Informasi

6.3: Penyakit Sporadik dan Tidak Dapat Diwariskan - Biologi

6.3: Penyakit Sporadik dan Tidak Dapat Diwariskan - Biologi


We are searching data for your request:

Forums and discussions:
Manuals and reference books:
Data from registers:
Wait the end of the search in all databases.
Upon completion, a link will appear to access the found materials.

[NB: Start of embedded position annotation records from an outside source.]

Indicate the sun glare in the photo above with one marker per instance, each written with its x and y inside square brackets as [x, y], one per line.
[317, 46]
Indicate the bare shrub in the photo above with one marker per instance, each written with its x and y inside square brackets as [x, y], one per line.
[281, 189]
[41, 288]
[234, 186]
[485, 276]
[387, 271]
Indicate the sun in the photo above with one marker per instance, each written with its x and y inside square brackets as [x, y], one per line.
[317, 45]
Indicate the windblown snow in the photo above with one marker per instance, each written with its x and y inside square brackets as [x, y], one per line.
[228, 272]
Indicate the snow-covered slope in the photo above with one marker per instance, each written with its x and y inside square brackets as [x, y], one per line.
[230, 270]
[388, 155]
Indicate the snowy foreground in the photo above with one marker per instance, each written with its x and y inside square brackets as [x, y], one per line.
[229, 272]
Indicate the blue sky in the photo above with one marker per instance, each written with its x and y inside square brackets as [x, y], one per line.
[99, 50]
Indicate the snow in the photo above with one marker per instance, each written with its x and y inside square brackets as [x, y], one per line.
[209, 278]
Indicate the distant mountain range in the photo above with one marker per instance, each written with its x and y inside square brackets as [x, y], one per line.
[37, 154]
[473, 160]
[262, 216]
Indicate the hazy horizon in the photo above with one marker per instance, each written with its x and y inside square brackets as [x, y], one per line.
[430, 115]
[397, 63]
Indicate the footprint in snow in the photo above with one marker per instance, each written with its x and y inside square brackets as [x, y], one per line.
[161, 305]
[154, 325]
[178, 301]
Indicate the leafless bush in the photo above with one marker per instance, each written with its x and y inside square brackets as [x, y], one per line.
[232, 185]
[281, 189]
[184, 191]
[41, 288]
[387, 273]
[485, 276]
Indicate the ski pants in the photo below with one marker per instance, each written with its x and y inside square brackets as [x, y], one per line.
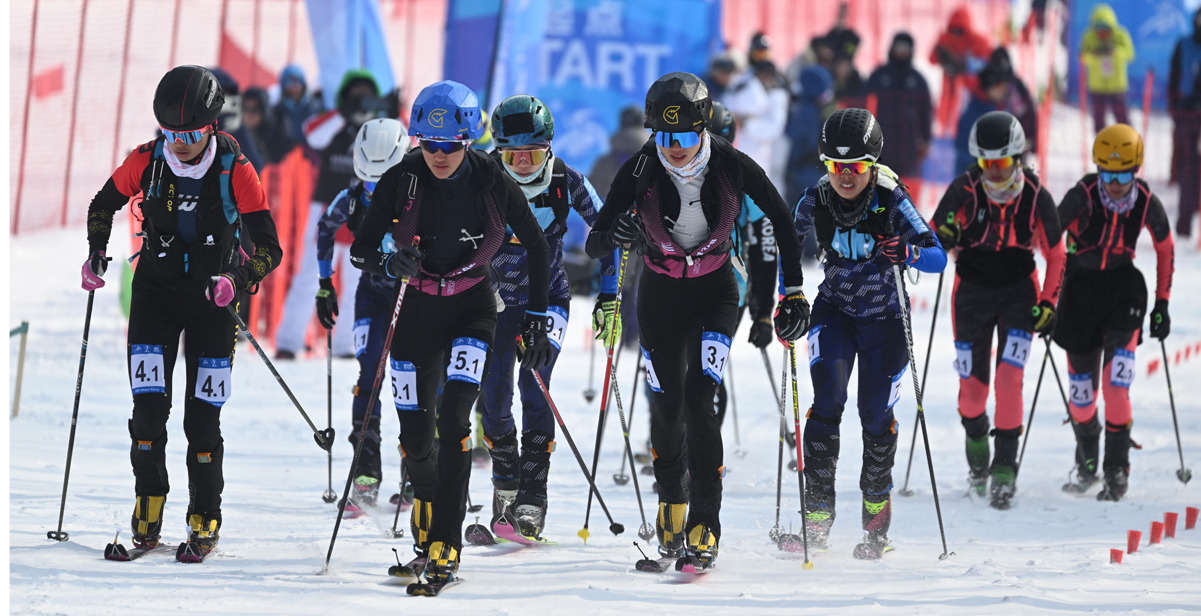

Tidak semua ciri dan penyakit manusia yang dicirikan dikaitkan dengan alel mutan pada lokus gen tunggal. Banyak penyakit yang memiliki komponen herediter, memiliki pola pewarisan yang lebih kompleks karena (1) keterlibatan banyak gen, dan/atau (2) faktor lingkungan. Di sisi lain, beberapa penyakit non-genetik mungkin tampak diturunkan karena mempengaruhi banyak anggota keluarga yang sama, tetapi ini karena anggota keluarga terpapar racun yang sama atau faktor lingkungan lainnya (misalnya di rumah mereka).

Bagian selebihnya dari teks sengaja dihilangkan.